With the advent research of Document Image Analysis and Recognition (DIAR), an important line of research is explored on indexing and retrieval of graphics rich documents. It aims at finding relevant documents relying on segmentation and recognition of text and graphics components underlying in non-standard layout where commercial OCRs cannot be applied due to complexity. This thesis is focused towards text information extraction approaches in graphical documents and retrieval of such documents using text information.
Automatic text recognition in graphical document (map, engineering drawing, etc.) involves many challenges because text characters are usually printed in multi-oriented and multi-scale way along with different graphical objects. Text characters are used to annotate the graphical curve lines and hence, many times they follow curvi-linear paths too. For OCR of such documents, individual text lines and their corresponding words/characters need to be extracted.

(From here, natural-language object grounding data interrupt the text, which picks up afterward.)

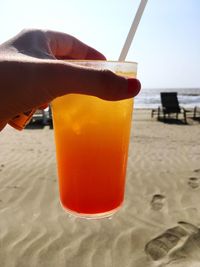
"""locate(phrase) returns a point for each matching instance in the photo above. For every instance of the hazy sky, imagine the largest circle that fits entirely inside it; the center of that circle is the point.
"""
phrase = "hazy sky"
(166, 44)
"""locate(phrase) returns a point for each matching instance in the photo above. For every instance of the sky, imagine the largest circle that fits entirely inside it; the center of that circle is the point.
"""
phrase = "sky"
(166, 44)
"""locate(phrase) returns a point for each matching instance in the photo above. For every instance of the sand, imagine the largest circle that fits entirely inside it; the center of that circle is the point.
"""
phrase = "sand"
(159, 224)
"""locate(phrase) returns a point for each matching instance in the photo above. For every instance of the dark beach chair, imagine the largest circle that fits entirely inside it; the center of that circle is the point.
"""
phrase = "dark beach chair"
(170, 105)
(39, 116)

For recognition of multi-font, multi-scale and multi-oriented characters, we have proposed a feature descriptor for character shape using angular information from contour pixels to take care of the invariance nature. To improve the efficiency of OCR, an approach towards the segmentation of multi-oriented touching strings into individual characters is also discussed. Convex hull based background information is used to segment a touching string into possible primitive segments and later these primitive segments are merged to get optimum segmentation using dynamic programming. To overcome the touching/overlapping problem of text with graphical lines, a character spotting approach using SIFT and skeleton information is included. Afterwards, we propose a novel method to extract individual curvi-linear text lines using the foreground and background information of the characters of the text and a water reservoir concept is used to utilize the background information.
We have also formulated the methodologies for graphical document retrieval applications using query words and seals. The retrieval approaches are performed using recognition results of individual components in the document. Given a query text, the system extracts positional knowledge from the query word and uses the same to generate hypothetical locations in the document. Indexing of documents is also performed based on automatic detection of seals from documents containing cluttered background. A seal is characterized by scale and rotation invariant spatial feature descriptors computed from labeled text characters and a concept based on the Generalized Hough Transform is used to locate the seal in documents.